Friday, June 1, 2012

domaine brazilier, "tradition," 2010

brazilier tradition 2010

after DRINK RIBERA, DRINK SPAIN! at taberna de haro, i stopped into the wine press across the street to see what there was to see. the selection was divided between unremarkable stuff and some promising options. i picked up a bottle of lagrein rosato from cantina convento muri-gries ($12.99, on which, more later; also see this nyt article on lagrein) and the dry chenin blanc "tradition" from domaine brazilier.

chenin blanc can be grimly ascetic, sweet with no character, or, when done right, really beautiful. in the relatively newly minted coteaux du vendômois AOC, compliant white wines must be made with at least 80% chenin blanc and no more than 20% chardonnay. the brazilier blanc sec is a 100% chenin blanc wine at the good end of that spectrum. made with native yeasts, in the glass it is a pale gold with orange tints. full of acid, but balanced with richness and sufficient residual sugar to taste vinous and delicious.

the bottle label says it has "un nez frais et complexe, avec des arômes de pêche blanche et de poire bien mûre." to this untrained nose, it was not particularly aromatic and had an unsophisticated note even after it warmed up to the recommended service temperature (50 to 54F). however, it is true that the aromas were  light, cool, and fresh, and that in the mouth it had the particular juiciness of a ripe packham's triumph pear (combined with the mild fat sourness of dried apricots). this wine's flavours were less distinct than its sensation in the mouth: a mellow and pleasant tartness, hitting at the top middle of the mouth. the kind of delicious acidity that makes me want to sip and keep on sipping.

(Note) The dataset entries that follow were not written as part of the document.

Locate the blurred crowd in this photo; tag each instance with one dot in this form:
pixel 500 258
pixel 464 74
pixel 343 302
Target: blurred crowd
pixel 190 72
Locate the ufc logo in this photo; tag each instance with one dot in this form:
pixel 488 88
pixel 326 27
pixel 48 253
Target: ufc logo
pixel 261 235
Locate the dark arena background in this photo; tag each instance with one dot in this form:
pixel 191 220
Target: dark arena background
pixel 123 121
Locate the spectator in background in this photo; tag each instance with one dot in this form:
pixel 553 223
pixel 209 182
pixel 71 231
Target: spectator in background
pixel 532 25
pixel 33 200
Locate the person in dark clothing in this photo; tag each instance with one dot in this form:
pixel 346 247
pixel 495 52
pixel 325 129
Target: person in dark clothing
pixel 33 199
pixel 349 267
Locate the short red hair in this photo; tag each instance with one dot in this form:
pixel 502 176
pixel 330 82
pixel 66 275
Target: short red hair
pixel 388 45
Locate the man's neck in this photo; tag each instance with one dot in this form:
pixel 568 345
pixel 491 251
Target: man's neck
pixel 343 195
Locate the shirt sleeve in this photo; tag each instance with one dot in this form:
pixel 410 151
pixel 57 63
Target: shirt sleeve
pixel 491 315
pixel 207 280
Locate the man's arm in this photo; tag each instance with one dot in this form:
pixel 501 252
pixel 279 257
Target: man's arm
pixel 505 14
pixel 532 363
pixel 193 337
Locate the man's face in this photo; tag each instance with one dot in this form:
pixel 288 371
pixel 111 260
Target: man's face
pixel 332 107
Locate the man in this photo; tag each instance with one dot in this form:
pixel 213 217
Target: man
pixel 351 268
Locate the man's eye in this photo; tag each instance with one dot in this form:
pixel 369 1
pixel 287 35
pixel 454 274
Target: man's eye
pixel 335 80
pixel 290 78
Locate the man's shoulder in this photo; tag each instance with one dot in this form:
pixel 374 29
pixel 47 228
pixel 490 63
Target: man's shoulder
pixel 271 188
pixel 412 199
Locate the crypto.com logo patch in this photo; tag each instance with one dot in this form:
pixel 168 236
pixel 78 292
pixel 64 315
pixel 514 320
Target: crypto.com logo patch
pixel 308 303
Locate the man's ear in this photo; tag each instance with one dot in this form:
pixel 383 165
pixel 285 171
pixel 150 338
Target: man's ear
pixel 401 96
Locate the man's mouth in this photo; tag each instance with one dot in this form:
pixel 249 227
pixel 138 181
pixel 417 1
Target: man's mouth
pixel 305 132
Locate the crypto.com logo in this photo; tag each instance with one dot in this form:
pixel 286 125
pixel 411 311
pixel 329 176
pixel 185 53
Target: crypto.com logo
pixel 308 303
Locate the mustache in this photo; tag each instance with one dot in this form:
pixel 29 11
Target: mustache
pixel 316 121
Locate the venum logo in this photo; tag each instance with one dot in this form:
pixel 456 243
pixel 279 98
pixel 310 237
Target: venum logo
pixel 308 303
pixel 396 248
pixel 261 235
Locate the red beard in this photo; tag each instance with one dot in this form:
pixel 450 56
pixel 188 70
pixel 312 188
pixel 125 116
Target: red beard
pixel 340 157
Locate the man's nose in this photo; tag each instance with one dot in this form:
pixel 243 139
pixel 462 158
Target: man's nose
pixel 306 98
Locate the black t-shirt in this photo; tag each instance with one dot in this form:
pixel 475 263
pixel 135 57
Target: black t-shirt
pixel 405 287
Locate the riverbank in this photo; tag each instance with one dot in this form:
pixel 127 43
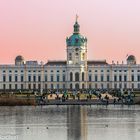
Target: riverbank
pixel 33 101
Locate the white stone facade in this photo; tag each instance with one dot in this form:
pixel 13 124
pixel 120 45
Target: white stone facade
pixel 75 73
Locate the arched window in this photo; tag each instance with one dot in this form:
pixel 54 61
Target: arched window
pixel 70 56
pixel 76 76
pixel 82 76
pixel 83 86
pixel 71 76
pixel 70 86
pixel 83 56
pixel 77 86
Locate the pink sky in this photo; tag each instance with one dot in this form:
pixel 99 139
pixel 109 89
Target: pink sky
pixel 37 29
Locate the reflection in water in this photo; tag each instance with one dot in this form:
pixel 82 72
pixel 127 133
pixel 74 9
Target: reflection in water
pixel 76 123
pixel 71 122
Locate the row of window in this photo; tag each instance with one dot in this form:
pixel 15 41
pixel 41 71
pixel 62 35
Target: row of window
pixel 113 70
pixel 10 71
pixel 32 78
pixel 57 86
pixel 29 86
pixel 77 78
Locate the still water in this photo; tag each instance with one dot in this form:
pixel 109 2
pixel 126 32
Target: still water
pixel 70 123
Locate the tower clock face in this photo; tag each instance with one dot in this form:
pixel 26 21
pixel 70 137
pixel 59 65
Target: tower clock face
pixel 76 49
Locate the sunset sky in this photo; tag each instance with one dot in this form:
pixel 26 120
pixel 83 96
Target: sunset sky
pixel 37 29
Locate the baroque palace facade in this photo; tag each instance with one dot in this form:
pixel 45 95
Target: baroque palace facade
pixel 75 73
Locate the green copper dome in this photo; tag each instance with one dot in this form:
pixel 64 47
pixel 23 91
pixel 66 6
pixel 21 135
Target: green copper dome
pixel 76 39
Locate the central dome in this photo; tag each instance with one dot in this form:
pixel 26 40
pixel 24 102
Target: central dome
pixel 76 39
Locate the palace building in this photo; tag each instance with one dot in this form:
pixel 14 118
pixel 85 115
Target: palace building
pixel 77 72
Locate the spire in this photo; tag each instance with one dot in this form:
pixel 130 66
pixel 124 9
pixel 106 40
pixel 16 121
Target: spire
pixel 76 26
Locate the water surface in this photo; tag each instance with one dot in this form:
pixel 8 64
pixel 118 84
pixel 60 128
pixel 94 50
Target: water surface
pixel 70 122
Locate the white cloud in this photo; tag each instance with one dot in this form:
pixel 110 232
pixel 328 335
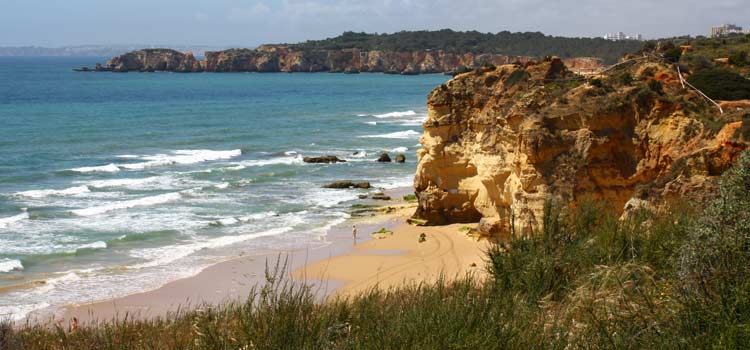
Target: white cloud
pixel 241 14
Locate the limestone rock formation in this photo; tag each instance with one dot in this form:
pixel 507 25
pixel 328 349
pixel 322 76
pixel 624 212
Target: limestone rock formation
pixel 498 143
pixel 384 158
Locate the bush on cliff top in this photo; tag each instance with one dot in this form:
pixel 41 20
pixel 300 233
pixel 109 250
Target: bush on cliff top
pixel 721 84
pixel 670 280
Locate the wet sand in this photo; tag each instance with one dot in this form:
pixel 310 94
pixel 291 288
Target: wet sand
pixel 342 267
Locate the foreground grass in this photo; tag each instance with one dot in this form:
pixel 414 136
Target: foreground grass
pixel 669 280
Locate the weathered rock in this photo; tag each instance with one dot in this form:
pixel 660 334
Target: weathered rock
pixel 323 159
pixel 348 184
pixel 283 58
pixel 351 70
pixel 498 144
pixel 384 158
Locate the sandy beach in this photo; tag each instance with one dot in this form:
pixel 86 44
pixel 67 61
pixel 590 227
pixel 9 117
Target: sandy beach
pixel 340 268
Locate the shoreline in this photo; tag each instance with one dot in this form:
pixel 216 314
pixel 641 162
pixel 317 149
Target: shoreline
pixel 339 269
pixel 229 280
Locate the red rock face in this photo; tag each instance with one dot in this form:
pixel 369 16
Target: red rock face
pixel 285 59
pixel 501 142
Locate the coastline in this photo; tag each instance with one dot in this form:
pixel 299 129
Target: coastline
pixel 338 269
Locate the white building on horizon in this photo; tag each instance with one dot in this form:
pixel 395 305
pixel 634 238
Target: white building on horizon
pixel 622 36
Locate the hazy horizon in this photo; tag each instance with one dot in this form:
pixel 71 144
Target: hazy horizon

i kept it open for 4 days and experienced not much change. i liked it best when i started it out very cold (in a chilled glass) and tasting very dry, acid, and austere, then becoming more full-bodied and balanced as it warmed up—this way of drinking wine is admittedly heterodox. particularly nice with ripe pears and comté. a great deal, especially on sale.
producer: domaine brazilier
name: "tradition"
colour: white
country: france
region: loire (coteaux du vendômois AOC)
grape: chenin blanc
vintage: 2010
price: $11.99 (discounted retail at the wine press)
drunk over: 4 days. resealed with the cork and stored cold.
starting temperature: approx 40F
alcohol: 11-14%

availability: this bottle is imported and distributed in massachusetts by vineyard road (selected by thomas calder) and available for retail at the wine press in brookline.